- 1. Historique
- 2. Les systèmes population-environnement
- 3. La croissance exponentielle et le paradigme de la régulation dépendante de la densité
- 4. Fluctuations, limitation et régulation des populations
- 5. L'accès aux paramètres démographiques
- 6. Biodémographie et biologie évolutive
- 7. Gestion et conservation des populations
- 8. Conclusion
- 9. Bibliographie
POPULATIONS ANIMALES (DYNAMIQUE DES)
La croissance exponentielle et le paradigme de la régulation dépendante de la densité
Le modèle démographique le plus simple considère une population théorique N dans laquelle entre deux dates, t et t + 1, chaque individu donne en moyenne naissance à F individus et meurt avec une probabilité M. L'environnement est donc considéré comme constant. Entre t et t + 1, il entre donc en moyenne dans la population FN(t) individus et il en meurt en moyenne MN(t). Le bilan des entrées et des sorties N(t + 1) = N(t) + F N(t) – MN(t) conduit donc à : N(t + 1) = (1 + F – M) N(t) = AN(t). Si les naissances l'emportent sur les décès (F > M), la population augmente. La même formule s'applique au pas de temps suivant, mais à partir de N(t + 1), et l'excédent précédant de croissance est donc capitalisé, comme dans un placement financier à intérêts composés : la croissance est exponentielle, avec un taux de multiplication A = 1 + F – M, selon N(t) = N(0) At. Le pas de temps dans une telle représentation est souvent annuel, et A est alors le taux de multiplication annuel de la population ainsi modélisée.
Si les décès l'emportent sur les naissances (M > F), A est inférieur à 1 et l'effectif de la population modélisée décroît exponentiellement.
Des résultats analogues s'obtiennent en passant à une échelle de temps continue : on écrit alors le nombre de naissances dans l'intervalle de temps infinitésimal entre t et t + dt, FN(t) sous la forme f dt N(t) où f est un taux instantané de fécondité. De même on écrit MN(t) = m dt N(t) où m est un taux instantané de mortalité. On obtient alors l'équation dN/dt = (f – m) N, dont la solution est l'équation de croissance ou décroissance exponentielle en temps continu N(t) = N(0) ert, avec r = f – m.
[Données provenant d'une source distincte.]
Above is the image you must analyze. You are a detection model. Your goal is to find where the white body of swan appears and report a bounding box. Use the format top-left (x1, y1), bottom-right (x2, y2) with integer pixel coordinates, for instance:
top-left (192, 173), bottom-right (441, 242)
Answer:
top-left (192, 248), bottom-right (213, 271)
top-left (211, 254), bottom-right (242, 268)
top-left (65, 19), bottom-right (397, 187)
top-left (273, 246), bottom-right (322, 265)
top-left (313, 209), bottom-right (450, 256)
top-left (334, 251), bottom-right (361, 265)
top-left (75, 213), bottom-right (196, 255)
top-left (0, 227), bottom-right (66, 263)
Mais ces modèles ne sont pas directement applicables à des populations animales ou végétales in natura, car ils considèrent que tous les individus ont les mêmes performances. L'expérience immédiate montre que ce n'est évidemment pas le cas : le jeune faon qui suit sa mère, ou la plantule de chêne émergeant du sol n'a bien sûr ni la même mortalité ni la même fécondité que ses parents. Il est aisé de considérer des classes d'âge, annuelles par exemple pour des populations en environnement saisonnier pour lesquelles le pas de temps naturel est également de un an. On représentera donc la population par les effectifs des différentes classes d'âge, regroupés dans un vecteur N(t). L'hypothèse de paramètres constants conduit à la même équation N(t + 1) = MN(t), où M est un tableau de nombres, ou matrice, construit à partir des paramètres démographiques. Un tel modèle démographique matriciel, établi à partir d'une représentation graphique du cycle de vie de la population, a permis d'étudier la population alsacienne de cigognes blanches Ciconia ciconia. Cette population, tout comme des populations voisines, a connu une décroissance rapide de ses effectifs à un rythme voisin de 15 p. 100 par an à partir de 1960, ce qui a bien sûr posé le problème de l'origine de cette décroissance. La seule différence avec le modèle exponentiel de base est que la structure d'âge initiale va imprimer sa trace sur le régime de croissance. Mais cette trace s'amenuise au cours du temps : quelle que soit la répartition initiale des effectifs, la croissance (ou la décroissance) sera asymptotiquement exponentielle, à un taux dépendant des éléments de M et donc des paramètres démographiques.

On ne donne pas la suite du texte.